Case report: Here, we report the different statural growth of two first degree cousins affected by aromatase excess syndrome. Both carried the same heterozygote deletion of the regulatory part of the aromatase gene explaining the phenotype. Only one cousin was treated with an aromatase inhibitor before puberty started. Cousin 1 was the index patient of the family and presented at an age of 13 years because of bilateral gynecomastia (Tanner stage B4). Bone age was advanced by 2 years. He went for surgical mastectomy and was only seen aged 18 years due to incomplete virilisation. His adult height was 162 cm (−2.15 SDS) and his target height was 165 cm (mothers height 145.7 cm due to aromatase excess syndrome). At that time the diagnosis was made based on a pathologically low testosterone to estradiol ratio, and lownormal LH and FSH levels.
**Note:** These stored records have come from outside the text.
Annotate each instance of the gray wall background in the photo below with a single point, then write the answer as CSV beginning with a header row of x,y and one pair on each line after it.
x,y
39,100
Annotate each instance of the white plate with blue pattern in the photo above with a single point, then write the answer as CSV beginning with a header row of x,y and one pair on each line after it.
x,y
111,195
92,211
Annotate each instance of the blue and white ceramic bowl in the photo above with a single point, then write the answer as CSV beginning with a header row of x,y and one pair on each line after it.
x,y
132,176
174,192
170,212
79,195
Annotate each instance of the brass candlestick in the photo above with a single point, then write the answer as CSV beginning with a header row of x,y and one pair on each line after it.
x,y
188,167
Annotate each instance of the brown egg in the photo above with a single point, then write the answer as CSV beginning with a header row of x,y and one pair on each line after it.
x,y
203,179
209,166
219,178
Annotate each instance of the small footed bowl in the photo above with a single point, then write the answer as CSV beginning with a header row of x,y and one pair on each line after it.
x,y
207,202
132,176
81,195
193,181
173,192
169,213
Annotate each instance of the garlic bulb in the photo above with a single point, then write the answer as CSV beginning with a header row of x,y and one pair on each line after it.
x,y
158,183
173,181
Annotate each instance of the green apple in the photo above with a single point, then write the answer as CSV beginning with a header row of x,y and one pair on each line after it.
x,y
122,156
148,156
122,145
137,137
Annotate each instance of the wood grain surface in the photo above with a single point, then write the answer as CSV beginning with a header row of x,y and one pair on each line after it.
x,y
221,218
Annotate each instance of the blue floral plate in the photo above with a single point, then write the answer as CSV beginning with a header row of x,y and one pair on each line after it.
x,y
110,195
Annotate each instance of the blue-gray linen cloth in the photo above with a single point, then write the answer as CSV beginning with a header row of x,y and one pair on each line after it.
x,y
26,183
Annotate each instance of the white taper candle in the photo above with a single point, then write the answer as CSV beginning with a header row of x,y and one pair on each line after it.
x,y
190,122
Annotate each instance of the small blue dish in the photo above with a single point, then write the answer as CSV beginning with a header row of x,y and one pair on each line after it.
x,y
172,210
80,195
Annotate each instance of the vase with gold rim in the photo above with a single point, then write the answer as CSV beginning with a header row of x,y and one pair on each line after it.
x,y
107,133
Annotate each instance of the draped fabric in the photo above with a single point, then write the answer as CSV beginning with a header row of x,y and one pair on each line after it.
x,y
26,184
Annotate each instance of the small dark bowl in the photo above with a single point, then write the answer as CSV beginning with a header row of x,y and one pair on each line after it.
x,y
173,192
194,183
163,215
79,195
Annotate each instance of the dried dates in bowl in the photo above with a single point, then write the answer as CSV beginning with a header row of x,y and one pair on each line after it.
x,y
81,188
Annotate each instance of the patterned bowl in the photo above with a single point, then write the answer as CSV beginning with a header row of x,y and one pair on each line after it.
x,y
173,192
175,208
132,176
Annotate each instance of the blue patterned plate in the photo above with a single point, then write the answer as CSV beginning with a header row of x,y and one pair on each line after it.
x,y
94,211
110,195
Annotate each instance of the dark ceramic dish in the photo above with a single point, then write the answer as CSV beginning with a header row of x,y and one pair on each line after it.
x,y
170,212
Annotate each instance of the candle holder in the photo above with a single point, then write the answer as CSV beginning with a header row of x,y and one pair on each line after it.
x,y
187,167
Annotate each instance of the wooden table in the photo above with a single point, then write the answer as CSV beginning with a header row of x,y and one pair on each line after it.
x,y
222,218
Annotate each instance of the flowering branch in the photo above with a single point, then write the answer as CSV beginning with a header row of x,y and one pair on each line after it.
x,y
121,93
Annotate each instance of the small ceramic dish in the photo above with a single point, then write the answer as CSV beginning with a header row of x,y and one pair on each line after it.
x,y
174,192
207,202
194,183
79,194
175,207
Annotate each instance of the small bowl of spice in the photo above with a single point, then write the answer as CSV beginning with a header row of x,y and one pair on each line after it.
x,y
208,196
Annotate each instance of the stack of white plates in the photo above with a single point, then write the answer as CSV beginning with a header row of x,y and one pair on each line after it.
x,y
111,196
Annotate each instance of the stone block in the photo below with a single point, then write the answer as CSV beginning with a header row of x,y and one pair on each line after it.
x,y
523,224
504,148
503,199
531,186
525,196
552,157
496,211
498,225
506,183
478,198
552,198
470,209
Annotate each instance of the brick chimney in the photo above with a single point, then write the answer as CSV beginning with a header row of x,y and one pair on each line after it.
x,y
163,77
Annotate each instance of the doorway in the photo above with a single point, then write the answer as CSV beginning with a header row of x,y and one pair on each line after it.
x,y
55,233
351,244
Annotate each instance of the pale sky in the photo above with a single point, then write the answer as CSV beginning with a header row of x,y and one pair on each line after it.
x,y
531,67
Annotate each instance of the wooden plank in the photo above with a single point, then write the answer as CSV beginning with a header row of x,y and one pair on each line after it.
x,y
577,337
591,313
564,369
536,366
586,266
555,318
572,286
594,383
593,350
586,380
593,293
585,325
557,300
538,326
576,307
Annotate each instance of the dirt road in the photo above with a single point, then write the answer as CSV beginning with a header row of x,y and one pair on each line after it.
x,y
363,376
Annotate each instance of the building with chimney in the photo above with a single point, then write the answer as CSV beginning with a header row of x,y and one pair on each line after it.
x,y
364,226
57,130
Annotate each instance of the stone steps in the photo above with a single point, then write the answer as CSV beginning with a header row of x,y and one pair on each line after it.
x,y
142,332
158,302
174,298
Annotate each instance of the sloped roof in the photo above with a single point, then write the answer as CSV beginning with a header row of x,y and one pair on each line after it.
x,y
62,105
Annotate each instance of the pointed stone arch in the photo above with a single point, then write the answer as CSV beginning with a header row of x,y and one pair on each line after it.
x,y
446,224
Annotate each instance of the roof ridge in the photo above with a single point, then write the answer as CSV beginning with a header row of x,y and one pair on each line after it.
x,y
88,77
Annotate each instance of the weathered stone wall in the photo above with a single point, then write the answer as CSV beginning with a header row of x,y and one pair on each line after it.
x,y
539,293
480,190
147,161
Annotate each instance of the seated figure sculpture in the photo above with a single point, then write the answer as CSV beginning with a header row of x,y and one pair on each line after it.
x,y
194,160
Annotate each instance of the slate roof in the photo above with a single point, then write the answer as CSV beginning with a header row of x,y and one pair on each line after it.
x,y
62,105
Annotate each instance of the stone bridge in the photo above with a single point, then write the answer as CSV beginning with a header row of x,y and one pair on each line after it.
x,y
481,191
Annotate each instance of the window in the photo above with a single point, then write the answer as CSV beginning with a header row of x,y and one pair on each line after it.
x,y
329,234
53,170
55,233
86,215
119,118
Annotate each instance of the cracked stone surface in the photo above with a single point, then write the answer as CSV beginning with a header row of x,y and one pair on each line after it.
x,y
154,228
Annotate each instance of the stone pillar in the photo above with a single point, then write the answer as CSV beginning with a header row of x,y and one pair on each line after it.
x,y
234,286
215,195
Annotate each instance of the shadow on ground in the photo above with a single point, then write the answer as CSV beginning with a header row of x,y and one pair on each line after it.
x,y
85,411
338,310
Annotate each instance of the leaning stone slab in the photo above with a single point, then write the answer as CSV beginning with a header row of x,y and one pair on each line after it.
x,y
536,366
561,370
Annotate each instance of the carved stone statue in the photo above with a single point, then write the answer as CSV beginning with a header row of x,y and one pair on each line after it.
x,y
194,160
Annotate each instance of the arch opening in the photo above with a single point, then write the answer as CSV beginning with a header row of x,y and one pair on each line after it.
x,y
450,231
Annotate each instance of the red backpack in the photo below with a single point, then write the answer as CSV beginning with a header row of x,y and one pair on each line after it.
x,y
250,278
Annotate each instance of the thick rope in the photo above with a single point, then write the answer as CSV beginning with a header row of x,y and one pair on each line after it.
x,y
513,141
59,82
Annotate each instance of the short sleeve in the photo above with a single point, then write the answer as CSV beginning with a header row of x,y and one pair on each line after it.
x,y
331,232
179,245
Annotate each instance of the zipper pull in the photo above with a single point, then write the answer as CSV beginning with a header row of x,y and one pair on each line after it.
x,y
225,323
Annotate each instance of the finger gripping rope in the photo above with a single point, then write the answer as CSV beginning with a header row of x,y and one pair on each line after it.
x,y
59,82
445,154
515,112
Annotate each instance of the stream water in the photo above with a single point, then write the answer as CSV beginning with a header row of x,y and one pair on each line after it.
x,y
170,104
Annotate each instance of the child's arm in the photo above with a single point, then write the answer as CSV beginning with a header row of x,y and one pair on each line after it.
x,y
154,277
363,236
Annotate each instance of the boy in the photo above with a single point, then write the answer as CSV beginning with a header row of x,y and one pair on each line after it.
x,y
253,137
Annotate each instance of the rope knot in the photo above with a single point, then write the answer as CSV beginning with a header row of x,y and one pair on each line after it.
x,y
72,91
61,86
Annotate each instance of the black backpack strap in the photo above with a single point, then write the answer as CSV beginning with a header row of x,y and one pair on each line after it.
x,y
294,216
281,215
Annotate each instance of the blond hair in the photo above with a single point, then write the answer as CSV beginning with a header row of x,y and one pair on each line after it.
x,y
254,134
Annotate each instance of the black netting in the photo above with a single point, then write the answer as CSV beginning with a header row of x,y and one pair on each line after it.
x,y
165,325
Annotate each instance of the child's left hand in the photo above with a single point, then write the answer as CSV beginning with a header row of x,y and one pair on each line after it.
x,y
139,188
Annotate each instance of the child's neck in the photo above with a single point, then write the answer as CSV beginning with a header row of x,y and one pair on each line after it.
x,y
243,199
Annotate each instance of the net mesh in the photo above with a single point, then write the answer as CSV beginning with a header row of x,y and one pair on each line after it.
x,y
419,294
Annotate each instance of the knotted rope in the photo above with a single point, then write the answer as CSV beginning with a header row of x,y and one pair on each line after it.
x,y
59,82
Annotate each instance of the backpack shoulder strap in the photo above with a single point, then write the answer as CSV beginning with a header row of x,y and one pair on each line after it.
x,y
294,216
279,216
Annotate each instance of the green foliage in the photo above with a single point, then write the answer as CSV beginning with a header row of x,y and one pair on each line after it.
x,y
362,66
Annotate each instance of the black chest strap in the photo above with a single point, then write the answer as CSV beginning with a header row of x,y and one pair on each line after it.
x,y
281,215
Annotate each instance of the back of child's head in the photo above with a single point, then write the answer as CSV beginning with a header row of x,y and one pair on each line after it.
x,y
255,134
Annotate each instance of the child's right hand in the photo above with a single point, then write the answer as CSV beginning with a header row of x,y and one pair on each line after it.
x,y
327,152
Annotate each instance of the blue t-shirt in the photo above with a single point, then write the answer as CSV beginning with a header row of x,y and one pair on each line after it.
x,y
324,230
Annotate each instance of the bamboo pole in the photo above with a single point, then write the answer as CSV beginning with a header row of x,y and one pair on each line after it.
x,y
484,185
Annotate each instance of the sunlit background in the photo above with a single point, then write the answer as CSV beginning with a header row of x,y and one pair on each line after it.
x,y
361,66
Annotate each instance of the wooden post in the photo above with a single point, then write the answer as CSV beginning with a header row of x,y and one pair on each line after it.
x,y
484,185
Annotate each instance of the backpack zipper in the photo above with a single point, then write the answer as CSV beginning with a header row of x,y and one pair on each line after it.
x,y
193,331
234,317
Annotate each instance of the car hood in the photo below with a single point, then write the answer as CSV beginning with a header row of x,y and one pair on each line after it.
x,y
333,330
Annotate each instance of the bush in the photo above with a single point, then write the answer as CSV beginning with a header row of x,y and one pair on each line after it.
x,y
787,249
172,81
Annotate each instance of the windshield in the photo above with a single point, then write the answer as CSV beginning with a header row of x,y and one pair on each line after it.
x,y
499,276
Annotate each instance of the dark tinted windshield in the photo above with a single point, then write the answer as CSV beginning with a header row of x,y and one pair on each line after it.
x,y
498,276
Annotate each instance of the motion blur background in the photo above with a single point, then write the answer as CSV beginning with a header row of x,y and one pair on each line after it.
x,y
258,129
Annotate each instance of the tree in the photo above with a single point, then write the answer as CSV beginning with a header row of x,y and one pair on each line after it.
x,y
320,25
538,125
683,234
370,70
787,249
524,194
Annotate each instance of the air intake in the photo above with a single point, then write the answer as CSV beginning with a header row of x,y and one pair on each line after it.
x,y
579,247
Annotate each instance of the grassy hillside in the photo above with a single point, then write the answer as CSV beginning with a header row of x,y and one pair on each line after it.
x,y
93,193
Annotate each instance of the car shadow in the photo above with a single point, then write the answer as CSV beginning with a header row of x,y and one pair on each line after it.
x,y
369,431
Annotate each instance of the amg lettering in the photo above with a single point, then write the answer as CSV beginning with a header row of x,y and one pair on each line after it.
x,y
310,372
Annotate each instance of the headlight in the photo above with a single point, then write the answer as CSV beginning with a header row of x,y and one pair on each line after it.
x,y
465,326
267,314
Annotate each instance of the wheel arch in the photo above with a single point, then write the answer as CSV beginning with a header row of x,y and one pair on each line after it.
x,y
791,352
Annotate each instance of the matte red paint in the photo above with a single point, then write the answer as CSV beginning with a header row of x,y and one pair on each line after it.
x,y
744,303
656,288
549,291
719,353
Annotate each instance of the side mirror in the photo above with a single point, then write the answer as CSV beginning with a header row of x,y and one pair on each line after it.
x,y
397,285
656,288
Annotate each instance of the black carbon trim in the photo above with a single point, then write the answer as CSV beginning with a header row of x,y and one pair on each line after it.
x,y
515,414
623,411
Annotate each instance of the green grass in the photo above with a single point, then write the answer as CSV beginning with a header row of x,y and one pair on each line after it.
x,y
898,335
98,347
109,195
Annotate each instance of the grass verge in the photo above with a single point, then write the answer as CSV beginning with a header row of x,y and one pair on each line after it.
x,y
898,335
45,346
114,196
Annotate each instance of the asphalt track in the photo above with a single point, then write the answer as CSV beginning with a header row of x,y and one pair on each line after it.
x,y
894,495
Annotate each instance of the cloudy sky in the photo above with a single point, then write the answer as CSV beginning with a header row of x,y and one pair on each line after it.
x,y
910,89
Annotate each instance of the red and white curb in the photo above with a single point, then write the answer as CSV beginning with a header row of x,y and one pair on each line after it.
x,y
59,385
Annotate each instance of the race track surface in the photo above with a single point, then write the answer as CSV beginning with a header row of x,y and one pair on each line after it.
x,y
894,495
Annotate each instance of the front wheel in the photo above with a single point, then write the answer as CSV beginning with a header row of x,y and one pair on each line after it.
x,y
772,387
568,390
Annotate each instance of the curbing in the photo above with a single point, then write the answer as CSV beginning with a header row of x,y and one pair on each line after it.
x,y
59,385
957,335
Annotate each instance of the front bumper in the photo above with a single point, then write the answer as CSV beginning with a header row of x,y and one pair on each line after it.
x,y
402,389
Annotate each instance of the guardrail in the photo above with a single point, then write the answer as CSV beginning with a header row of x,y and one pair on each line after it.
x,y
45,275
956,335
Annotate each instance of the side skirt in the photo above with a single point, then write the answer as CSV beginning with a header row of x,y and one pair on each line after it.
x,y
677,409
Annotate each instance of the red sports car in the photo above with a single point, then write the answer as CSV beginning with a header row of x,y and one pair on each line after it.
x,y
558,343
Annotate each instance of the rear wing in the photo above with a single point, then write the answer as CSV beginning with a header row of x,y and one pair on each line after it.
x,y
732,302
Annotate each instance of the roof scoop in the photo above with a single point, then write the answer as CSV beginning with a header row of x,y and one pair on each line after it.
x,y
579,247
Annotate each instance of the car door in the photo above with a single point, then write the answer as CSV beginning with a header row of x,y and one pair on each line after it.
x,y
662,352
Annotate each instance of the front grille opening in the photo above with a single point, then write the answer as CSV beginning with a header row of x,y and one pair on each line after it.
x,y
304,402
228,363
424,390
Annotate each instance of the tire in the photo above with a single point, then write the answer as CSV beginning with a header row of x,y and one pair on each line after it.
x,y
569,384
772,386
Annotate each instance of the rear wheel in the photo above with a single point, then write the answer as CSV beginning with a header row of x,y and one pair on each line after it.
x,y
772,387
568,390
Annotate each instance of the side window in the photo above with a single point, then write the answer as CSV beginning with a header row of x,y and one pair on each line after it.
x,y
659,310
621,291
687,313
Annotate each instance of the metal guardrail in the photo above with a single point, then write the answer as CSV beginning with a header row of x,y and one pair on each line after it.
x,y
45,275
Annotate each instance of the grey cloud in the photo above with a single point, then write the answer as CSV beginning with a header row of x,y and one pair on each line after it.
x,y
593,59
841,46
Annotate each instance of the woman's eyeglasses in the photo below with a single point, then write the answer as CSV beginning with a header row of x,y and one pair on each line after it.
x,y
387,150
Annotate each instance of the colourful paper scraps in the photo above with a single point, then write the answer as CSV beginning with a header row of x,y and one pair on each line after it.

Treatment with an aromatase inhibitor (testolacton 5 mg/kg per day for 1 year, then anastrozole 1 mg/day for 1 year) improved virilisation, but no further gain in height could be reached. Cousin 2 presented at the age of 9 years with unilateral breast development (Tanner B2) and accelerated bone age. He showed elevated estrone levels and was immediately diagnosed with aromatase excess syndrome because of his relationship to cousin 1. Treatment with anastrozole 1 mg orally was given and he already reached a normal adult height of 175 cm at the age of 15 years (0.75 SDS). His target height was 171 cm.
Conclusion: These two cases illustrate the potential of aromatase inhibitors to effectively prevent short stature in aromatase excess syndrome.